It depends on whether $a$ and $b$ are close or far.
E.g. consider a decimal floating point system with two digits
and take $a=1.8$ and $b=1.7$. Then
$$
a\ominus b=0.1\;\hbox{ and }\;(a\ominus b)\otimes(a\ominus b)=0.01
$$
gives the exact solution while
$$
(a\otimes a)\ominus 2(a\otimes b)\oplus(b\otimes b)=3.2-6.2+2.9=-0.10\; (!!!)
$$
But, when $a=1.0$ and $b=0.05$, so that $(a-b)^2=0.9025$,
$$
a\ominus b=1.0\;\hbox{ and }\;(a\ominus b)\otimes(a\ominus b)=1.0
$$
while
$$
(a\otimes a)\ominus 2(a\otimes b)\oplus(b\otimes b)=1-0.10+0.0025=0.90
$$
Problem
Is it more precise to evaluate $a^2-b^2$ via
$$
(a,b)\to(a\oplus b,a\ominus b)\to(a\oplus b)\otimes(a\ominus b)
$$
or via
$$
(a,b)\to(a\otimes a,b\otimes b)\to (a\otimes a)\ominus(b\otimes b)
$$
?
As before, it depends on whether $a$ and $b$ are close or far.
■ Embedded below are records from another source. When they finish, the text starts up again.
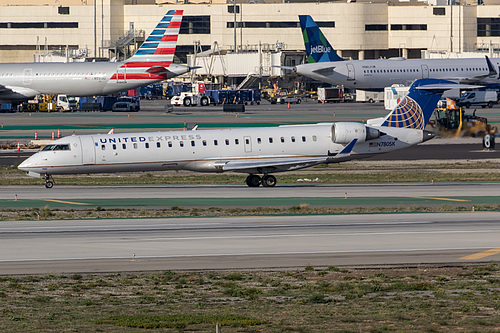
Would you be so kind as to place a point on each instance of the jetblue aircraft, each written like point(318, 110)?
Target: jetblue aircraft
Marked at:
point(326, 66)
point(153, 62)
point(248, 150)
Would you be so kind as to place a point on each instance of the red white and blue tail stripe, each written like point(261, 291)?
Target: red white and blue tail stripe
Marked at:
point(156, 54)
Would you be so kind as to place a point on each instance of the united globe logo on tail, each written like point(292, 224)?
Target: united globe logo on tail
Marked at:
point(407, 114)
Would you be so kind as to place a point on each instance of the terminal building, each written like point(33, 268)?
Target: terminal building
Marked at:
point(233, 39)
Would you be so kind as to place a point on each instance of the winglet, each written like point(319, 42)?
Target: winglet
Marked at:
point(347, 149)
point(492, 71)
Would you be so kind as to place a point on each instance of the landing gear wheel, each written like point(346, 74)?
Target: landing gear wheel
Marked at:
point(204, 101)
point(268, 181)
point(253, 181)
point(49, 181)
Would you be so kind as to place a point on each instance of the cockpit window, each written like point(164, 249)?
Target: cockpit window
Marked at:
point(56, 147)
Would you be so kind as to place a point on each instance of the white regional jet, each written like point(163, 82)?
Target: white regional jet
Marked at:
point(248, 150)
point(153, 62)
point(326, 66)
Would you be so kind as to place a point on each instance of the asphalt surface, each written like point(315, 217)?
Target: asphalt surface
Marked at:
point(247, 242)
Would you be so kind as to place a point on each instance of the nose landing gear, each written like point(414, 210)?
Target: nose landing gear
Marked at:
point(49, 181)
point(256, 181)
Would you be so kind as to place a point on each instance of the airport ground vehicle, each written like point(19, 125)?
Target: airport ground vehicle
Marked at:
point(126, 104)
point(454, 121)
point(330, 94)
point(289, 99)
point(188, 98)
point(483, 98)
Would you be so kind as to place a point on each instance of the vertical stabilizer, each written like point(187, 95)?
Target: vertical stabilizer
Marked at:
point(318, 49)
point(159, 47)
point(416, 108)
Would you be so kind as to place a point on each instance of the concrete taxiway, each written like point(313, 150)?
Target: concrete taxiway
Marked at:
point(286, 195)
point(268, 242)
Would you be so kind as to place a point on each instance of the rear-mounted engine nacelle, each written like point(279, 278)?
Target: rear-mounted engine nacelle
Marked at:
point(346, 132)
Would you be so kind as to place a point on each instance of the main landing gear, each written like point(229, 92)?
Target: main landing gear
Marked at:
point(49, 181)
point(266, 181)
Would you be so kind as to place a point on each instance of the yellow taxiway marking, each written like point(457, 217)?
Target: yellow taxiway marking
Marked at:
point(481, 255)
point(445, 199)
point(68, 202)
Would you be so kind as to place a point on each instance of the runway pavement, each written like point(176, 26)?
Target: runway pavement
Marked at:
point(277, 242)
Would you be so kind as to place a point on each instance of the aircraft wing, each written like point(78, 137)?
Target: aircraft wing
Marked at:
point(9, 93)
point(325, 71)
point(286, 164)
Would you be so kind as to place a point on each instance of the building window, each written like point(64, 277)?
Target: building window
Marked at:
point(488, 27)
point(375, 27)
point(408, 26)
point(275, 24)
point(195, 25)
point(63, 10)
point(439, 11)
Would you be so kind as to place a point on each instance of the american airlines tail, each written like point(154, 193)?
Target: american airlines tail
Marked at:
point(318, 49)
point(155, 57)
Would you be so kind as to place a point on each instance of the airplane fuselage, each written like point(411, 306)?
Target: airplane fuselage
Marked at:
point(26, 80)
point(283, 148)
point(381, 73)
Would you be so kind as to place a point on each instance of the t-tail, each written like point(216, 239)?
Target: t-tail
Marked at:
point(318, 49)
point(416, 108)
point(154, 59)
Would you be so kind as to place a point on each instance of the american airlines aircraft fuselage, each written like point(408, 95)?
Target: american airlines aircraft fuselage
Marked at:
point(377, 74)
point(26, 80)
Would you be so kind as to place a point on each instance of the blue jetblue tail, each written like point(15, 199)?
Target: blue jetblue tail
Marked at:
point(318, 49)
point(416, 108)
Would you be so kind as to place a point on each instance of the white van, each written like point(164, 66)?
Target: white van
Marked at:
point(478, 97)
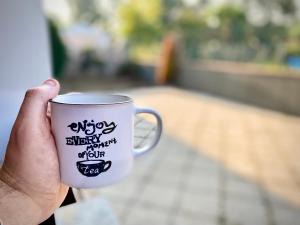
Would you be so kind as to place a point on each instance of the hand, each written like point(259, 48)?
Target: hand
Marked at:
point(31, 167)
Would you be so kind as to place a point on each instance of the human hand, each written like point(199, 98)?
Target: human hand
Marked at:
point(31, 168)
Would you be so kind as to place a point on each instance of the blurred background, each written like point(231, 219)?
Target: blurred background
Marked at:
point(225, 75)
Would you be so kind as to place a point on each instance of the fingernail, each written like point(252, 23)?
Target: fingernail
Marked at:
point(50, 82)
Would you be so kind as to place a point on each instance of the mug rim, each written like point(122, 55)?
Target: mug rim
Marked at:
point(102, 99)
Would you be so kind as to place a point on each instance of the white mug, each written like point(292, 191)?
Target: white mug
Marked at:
point(94, 137)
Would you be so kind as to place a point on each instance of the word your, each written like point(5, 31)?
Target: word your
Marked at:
point(91, 127)
point(101, 144)
point(92, 154)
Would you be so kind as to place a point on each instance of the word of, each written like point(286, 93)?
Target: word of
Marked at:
point(101, 144)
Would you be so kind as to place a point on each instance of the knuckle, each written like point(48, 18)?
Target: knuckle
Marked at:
point(32, 92)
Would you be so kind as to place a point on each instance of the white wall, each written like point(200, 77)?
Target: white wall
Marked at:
point(24, 57)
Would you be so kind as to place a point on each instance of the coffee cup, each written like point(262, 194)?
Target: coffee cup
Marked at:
point(94, 137)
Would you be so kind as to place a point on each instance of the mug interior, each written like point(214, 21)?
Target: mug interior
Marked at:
point(90, 99)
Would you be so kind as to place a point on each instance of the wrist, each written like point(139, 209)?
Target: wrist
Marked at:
point(16, 207)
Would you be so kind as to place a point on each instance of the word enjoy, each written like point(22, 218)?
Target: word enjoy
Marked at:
point(89, 128)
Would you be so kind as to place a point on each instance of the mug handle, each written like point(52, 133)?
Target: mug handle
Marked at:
point(107, 167)
point(141, 151)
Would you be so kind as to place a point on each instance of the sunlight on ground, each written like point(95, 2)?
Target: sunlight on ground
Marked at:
point(260, 145)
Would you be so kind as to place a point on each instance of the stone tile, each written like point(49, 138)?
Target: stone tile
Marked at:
point(242, 189)
point(159, 195)
point(141, 215)
point(287, 216)
point(203, 202)
point(243, 212)
point(89, 212)
point(188, 219)
point(202, 180)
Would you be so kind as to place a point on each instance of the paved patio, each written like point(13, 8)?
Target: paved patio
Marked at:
point(218, 162)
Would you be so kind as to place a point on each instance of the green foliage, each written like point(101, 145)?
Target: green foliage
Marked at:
point(221, 32)
point(58, 50)
point(140, 21)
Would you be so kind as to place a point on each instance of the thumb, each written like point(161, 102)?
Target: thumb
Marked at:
point(36, 99)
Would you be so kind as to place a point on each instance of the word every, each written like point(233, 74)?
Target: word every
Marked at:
point(91, 127)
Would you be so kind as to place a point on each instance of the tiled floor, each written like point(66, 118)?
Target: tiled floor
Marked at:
point(218, 163)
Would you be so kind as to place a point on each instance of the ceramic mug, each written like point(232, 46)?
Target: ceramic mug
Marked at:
point(94, 137)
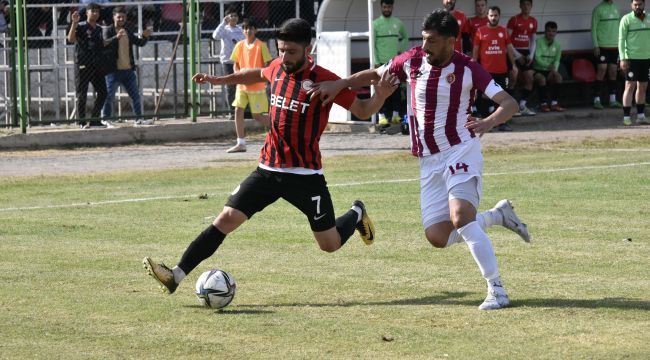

E.g. consider again a decimal floating point system with two digits
and take $a=1.8$ and $b=1.7$. Then $a\oplus b=3.5$ and $a\ominus b=0.1$, so
$$
(a\oplus b)\otimes(a\ominus b)=0.35
$$
gives , as before, the exact solution while
$$
(a\otimes a)\ominus(b\otimes b)=3.2-2.9=0.30
$$
But for $a=1.0$ and $b=0.59$, so that $a^2-b^2=0.6519$,
$$
a\oplus b=1.5, a\ominus b=0.5\;\hbox{ so that }\;(a\oplus b)\otimes(a\ominus b)=0.75
$$
while
$$
(a\otimes a)\ominus(b\otimes b)=1.0-0.35=0.70
$$